Il y a eu un appel d’une quarantaine de personnalités musulmanes intitulé «Nous, Français et musulmans, sommes prêts à assumer nos responsabilités». Ne pensez-vous pas que ce genre de déclaration donne raison à ceux qui font l’amalgame entre islam et terroriste ?
La situation actuelle est une situation de crise. Ces actes terroristes ont choqué beaucoup de monde, y compris les musulmans, par conséquent, la communauté musulmane se mobilise pour que demain ne soit pas pire. Parce qu’il va y avoir des tensions, cette fois-ci, entre Européens et musulmans. L’islamophobie gagne du terrain et certains partis politiques surfent sur cela. De ce fait, la communauté musulmane se défend comme elle peut. Elle est outrée. Tous ces assassinats la révoltent et la mettent mal à l’aise parce qu’ils sont commis au nom d’Allah (Bismillah).
Le Premier ministre français, Manuel Valls, vient de plaider pour un «nouvel islam de France», déclarant : «Nous devons bâtir un nouveau modèle.» Qu’est-ce que cela veut dire exactement ?
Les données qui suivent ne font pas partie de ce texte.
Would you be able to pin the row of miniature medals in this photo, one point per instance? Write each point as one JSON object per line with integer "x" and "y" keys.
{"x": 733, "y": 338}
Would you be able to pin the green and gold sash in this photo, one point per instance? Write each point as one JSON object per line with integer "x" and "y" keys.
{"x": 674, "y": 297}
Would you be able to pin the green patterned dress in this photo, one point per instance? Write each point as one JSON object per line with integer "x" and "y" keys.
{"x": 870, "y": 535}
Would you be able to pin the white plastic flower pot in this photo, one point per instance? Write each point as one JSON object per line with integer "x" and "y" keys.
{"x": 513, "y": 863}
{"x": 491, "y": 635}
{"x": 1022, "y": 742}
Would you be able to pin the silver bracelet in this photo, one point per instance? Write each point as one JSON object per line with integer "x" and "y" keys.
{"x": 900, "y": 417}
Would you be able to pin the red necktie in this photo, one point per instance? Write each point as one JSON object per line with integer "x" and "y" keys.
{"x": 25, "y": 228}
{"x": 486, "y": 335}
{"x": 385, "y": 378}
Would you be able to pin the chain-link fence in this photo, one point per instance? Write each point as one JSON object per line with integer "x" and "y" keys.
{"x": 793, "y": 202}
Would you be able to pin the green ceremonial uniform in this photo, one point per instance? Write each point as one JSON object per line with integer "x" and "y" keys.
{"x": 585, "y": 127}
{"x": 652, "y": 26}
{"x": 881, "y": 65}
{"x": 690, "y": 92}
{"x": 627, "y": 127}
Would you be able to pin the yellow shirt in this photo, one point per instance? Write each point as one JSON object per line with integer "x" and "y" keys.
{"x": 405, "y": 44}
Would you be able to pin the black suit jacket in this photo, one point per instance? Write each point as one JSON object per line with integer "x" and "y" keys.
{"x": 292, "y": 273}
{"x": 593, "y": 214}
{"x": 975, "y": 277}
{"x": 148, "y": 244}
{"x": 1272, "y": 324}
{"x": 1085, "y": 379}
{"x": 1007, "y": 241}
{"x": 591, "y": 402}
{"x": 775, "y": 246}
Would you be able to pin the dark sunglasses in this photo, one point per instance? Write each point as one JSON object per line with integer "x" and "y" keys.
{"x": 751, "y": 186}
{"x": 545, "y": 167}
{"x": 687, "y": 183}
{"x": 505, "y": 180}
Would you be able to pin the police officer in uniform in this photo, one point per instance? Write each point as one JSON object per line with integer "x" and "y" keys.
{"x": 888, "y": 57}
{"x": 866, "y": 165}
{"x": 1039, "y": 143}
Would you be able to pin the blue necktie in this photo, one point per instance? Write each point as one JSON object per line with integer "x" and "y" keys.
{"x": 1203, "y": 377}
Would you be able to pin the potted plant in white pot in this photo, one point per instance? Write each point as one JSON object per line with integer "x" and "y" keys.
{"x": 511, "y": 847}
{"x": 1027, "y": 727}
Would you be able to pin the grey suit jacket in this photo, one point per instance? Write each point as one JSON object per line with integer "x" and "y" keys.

Il n’a pas demandé mon avis, et comme nous vivons dans un système de séparation de la religion et de l’Etat, j’espère que c’est dans une bonne intention qu’il veut faire ce qu’il veut faire. Peut-être que d’autres auront des idées différentes. Il est vrai que chaque période gouvernementale apporte des propositions et nous verrons, après, les résultats. Le CFCM a été créé, aussi, par la gauche, au moment où Chevènement faisait partie du gouvernement, lequel avait voulu créer des conditions de représentation des musulmans de France. Pour ma part, je ne dirai pas un nouvel islam mais plutôt la pensée religieuse de l’islam. Mohamed Arkoun, Ali Merad et beaucoup d’islamologues et penseurs de l’islam disent qu’il faut changer la pensée religieuse de l’islam. Mohamed Abdou, en 1905, avait déclaré qu’il ne voulait plus suivre etaqlid, qui veut dire une idée bloquée. Il voulait que les musulmans fassent appel à la raison et à la réflexion, et d’être plus près encore de la pensée religieuse de l’islam.